To remove the special permissions from these files, add the following directive to your container image:





RUN find / -xdev -perm /6000 -type f -exec chmod a-s {} \; || true

Colloquially, this is known as de-fanging your image.

Use multi-stage builds

Using multi-stage builds is a way to create minimal images. Oftentimes, multi-stage builds are used to automate parts of the Continuous Integration cycle. For example, multi-stage builds can be used to lint your source code or perform static code analysis. This affords developers an opportunity to get near immediate feedback instead of waiting for a pipeline to execute. Multi-stage builds are attractive from a security standpoint because they allow you to minimize the size of the final image pushed to your container registry. Container images devoid of build tools and other extraneous binaries improves your security posture by reducing the attack surface of the image. For additional information about multi-stage builds, see https://docs.docker.com/develop/develop-images/multistage-build/.

Scan images for vulnerabilities regularly

Like their virtual machine counterparts, container images can contain binaries and application libraries with vulnerabilities or develop vulnerabilities over time. The best way to safeguard against exploits is by regularly scanning your images with an image scanner. Images that are stored in Amazon ECR can be scanned on push or on-demand (once during a 24 hour period). ECR currently leverages Clair an open source image scanning solution. After an image is scanned, the results are logged to the event stream for ECR in EventBridge. You can also see the results of a scan from within the ECR console. Images with a HIGH or CRITICAL vulnerability should be deleted or rebuilt. If an image that has been deployed develops a vulnerability, it should be replaced as soon as possible.

Knowing where images with vulnerabilities have been deployed is essential to keeping your environment secure. While you could conceivably build an image tracking solution yourself, there are already several commercial offerings that provide this and other advanced capabilities out of the box, including:

A Kubernetes validation webhook could also be used to validate that images are free of critical vulnerabilities. Validation webhooks are invoked prior to the Kubernetes API. They are typically used to reject requests that don’t comply with the validation criteria defined in the webhook.

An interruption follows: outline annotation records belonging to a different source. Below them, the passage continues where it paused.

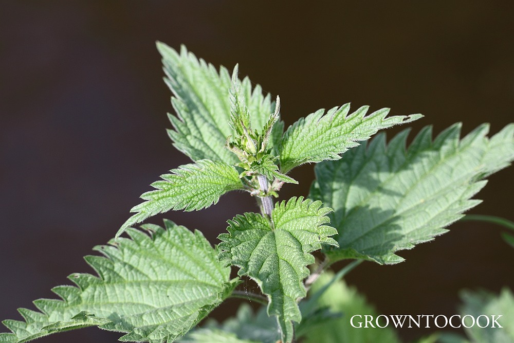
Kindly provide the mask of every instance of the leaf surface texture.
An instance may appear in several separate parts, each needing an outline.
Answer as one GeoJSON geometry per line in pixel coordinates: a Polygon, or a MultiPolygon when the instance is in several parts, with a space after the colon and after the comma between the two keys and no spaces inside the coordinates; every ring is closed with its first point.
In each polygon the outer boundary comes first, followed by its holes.
{"type": "Polygon", "coordinates": [[[34,302],[41,311],[19,311],[25,321],[5,320],[12,333],[0,334],[0,342],[21,343],[54,332],[93,326],[124,332],[120,340],[173,341],[231,292],[230,269],[199,231],[165,221],[135,229],[131,239],[95,249],[105,257],[86,256],[98,273],[69,277],[77,287],[52,291],[62,300],[34,302]]]}
{"type": "Polygon", "coordinates": [[[243,188],[235,168],[221,161],[200,160],[170,171],[171,174],[161,175],[162,180],[152,184],[156,190],[141,196],[146,201],[131,210],[136,214],[123,224],[117,237],[148,217],[172,209],[193,211],[208,207],[227,192],[243,188]]]}
{"type": "Polygon", "coordinates": [[[471,198],[482,179],[514,159],[514,124],[490,138],[488,132],[484,124],[460,140],[457,124],[432,140],[427,127],[407,149],[408,131],[387,146],[382,134],[317,165],[311,196],[334,208],[339,232],[329,256],[396,263],[403,261],[396,251],[446,232],[480,202],[471,198]]]}
{"type": "MultiPolygon", "coordinates": [[[[168,115],[173,129],[168,132],[173,145],[193,161],[237,163],[235,155],[223,148],[227,138],[234,133],[229,124],[228,71],[222,66],[218,72],[183,46],[180,53],[160,42],[157,48],[162,56],[164,81],[173,94],[172,103],[177,113],[168,115]]],[[[240,92],[252,125],[263,127],[274,109],[269,95],[264,96],[259,85],[252,88],[248,77],[241,81],[240,92]]]]}
{"type": "Polygon", "coordinates": [[[306,294],[306,266],[315,261],[310,252],[322,243],[337,245],[329,237],[336,230],[324,225],[332,210],[321,206],[293,197],[276,204],[271,220],[254,213],[236,216],[229,221],[229,233],[219,237],[220,259],[239,266],[238,274],[255,280],[268,296],[268,313],[277,316],[284,342],[292,339],[291,321],[302,319],[298,302],[306,294]]]}
{"type": "Polygon", "coordinates": [[[368,106],[350,114],[350,105],[319,110],[289,127],[280,149],[280,170],[287,173],[304,163],[336,160],[340,154],[366,140],[377,131],[419,119],[420,114],[387,117],[389,109],[366,115],[368,106]]]}

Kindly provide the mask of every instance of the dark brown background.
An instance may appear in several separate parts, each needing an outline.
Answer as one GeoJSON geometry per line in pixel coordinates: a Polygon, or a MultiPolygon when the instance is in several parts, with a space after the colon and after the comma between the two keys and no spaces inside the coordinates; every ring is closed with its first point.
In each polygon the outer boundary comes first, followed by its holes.
{"type": "MultiPolygon", "coordinates": [[[[82,256],[114,236],[158,175],[188,161],[164,131],[172,107],[156,40],[185,44],[216,66],[240,63],[242,74],[280,94],[287,125],[350,101],[423,113],[415,132],[462,121],[465,133],[484,121],[495,132],[513,120],[514,3],[387,2],[2,2],[0,319],[19,318],[16,308],[90,272],[82,256]]],[[[473,212],[514,219],[512,175],[491,177],[473,212]]],[[[312,166],[292,176],[300,185],[285,187],[283,198],[307,194],[312,166]]],[[[234,193],[166,216],[216,243],[227,219],[254,209],[234,193]]],[[[402,252],[407,262],[365,263],[348,282],[396,314],[452,314],[463,287],[514,287],[514,249],[501,229],[451,228],[402,252]]],[[[39,341],[119,336],[88,329],[39,341]]]]}

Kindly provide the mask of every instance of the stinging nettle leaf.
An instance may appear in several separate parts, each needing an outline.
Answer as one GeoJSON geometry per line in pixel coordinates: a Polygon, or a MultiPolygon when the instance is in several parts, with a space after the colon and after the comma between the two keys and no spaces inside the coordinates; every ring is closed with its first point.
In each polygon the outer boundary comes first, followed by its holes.
{"type": "Polygon", "coordinates": [[[218,237],[220,259],[240,267],[238,275],[255,280],[268,296],[268,314],[277,316],[284,342],[292,339],[291,321],[302,319],[298,302],[306,295],[306,266],[315,260],[310,252],[322,243],[337,246],[329,237],[337,231],[324,225],[332,209],[321,205],[292,197],[276,204],[271,219],[254,213],[235,216],[228,222],[229,233],[218,237]]]}
{"type": "Polygon", "coordinates": [[[286,174],[304,163],[339,159],[340,154],[359,145],[357,141],[369,139],[379,130],[423,117],[411,114],[386,117],[389,109],[366,116],[367,106],[348,114],[350,109],[347,103],[335,107],[324,115],[324,110],[318,110],[290,126],[280,148],[281,172],[286,174]]]}
{"type": "Polygon", "coordinates": [[[170,210],[193,211],[216,204],[227,192],[244,186],[235,168],[220,161],[204,159],[181,166],[161,175],[163,179],[152,184],[156,190],[143,193],[146,200],[131,209],[137,212],[129,218],[116,233],[146,218],[170,210]]]}
{"type": "MultiPolygon", "coordinates": [[[[334,275],[328,272],[322,274],[309,290],[309,297],[328,285],[334,275]]],[[[309,298],[309,299],[310,298],[309,298]]],[[[390,327],[374,328],[368,326],[356,328],[351,319],[355,315],[372,315],[376,318],[380,314],[354,287],[348,286],[343,280],[336,281],[323,292],[316,302],[320,308],[328,308],[333,313],[341,314],[339,317],[327,318],[322,325],[309,328],[304,343],[400,343],[395,330],[390,327]]],[[[302,310],[303,311],[303,310],[302,310]]],[[[302,312],[302,314],[304,314],[302,312]]],[[[356,324],[359,317],[355,318],[356,324]]],[[[302,322],[303,323],[303,321],[302,322]]]]}
{"type": "Polygon", "coordinates": [[[456,124],[432,140],[426,127],[408,149],[408,130],[387,146],[381,134],[316,166],[310,196],[334,208],[339,232],[339,247],[326,251],[331,259],[396,263],[403,259],[396,251],[447,232],[480,203],[471,198],[485,185],[482,179],[514,159],[514,124],[490,138],[488,130],[482,125],[460,140],[456,124]]]}
{"type": "MultiPolygon", "coordinates": [[[[168,114],[173,129],[168,133],[174,146],[193,161],[207,159],[236,163],[236,157],[223,149],[227,137],[234,133],[229,124],[231,78],[228,71],[222,66],[218,73],[184,46],[179,53],[160,42],[157,46],[162,56],[164,81],[173,94],[172,103],[177,113],[176,116],[168,114]]],[[[248,77],[241,83],[240,94],[252,124],[263,127],[274,109],[269,95],[264,96],[259,85],[252,89],[248,77]]]]}
{"type": "Polygon", "coordinates": [[[252,164],[251,171],[257,174],[262,174],[266,178],[272,181],[275,178],[284,182],[290,184],[298,184],[298,182],[292,177],[279,172],[279,167],[275,164],[275,160],[273,156],[269,155],[264,156],[260,162],[255,162],[252,164]]]}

This is an example of a serverless webhook that calls the ECR describeImageScanFindings API to determine whether a pod is pulling an image with critical vulnerabilities. If vulnerabilities are found, the pod is rejected and a message with list of CVEs is returned as an Event.

Create IAM policies for ECR repositories

Nowadays, it is not uncommon for an organization to have multiple development teams operating independently within a shared AWS account. If these teams don’t need to share assets, you may want to create a set of IAM policies that restrict access to the repositories each team can interact with. A good way to implement this is by using ECR namespaces. Namespaces are a way to group similar repositories together. For example, all of the registries for team A can be prefaced with the team-a/ while those for team B can use the team-b/ prefix. The policy to restrict access might look like the following:





{
"Version": "2012-10-17",
"Statement": [{
  "Sid": "AllowPushPull",
  "Effect": "Allow",
  "Principal": {
    "AWS": "arn:aws:iam::123456789012:role/<team_a_role_name>"
  },
  "Action": [
    "ecr:GetDownloadUrlForLayer",
    "ecr:BatchGetImage",
    "ecr:BatchCheckLayerAvailability",
    "ecr:PutImage",
    "ecr:InitiateLayerUpload",
    "ecr:UploadLayerPart",
    "ecr:CompleteLayerUpload"
  ],
  "Resource": [
    "arn:aws:ecr:region:123456789012:repository/team-a/*"
  ]
  }]
}

Consider using ECR private endpoints

The ECR API has a public endpoint. Consequently, ECR registries can be accessed from the Internet so long as the request has been authenticated and authorized by IAM. For those who need to operate in a sandboxed environment where the cluster VPC lacks an Internet Gateway (IGW), you can configure a private endpoint for ECR. Creating a private endpoint enables you to privately access the ECR API through a private IP address instead of routing traffic across the Internet. For additional information on this topic, see https://docs.aws.amazon.com/AmazonECR/latest/userguide/vpc-endpoints.html.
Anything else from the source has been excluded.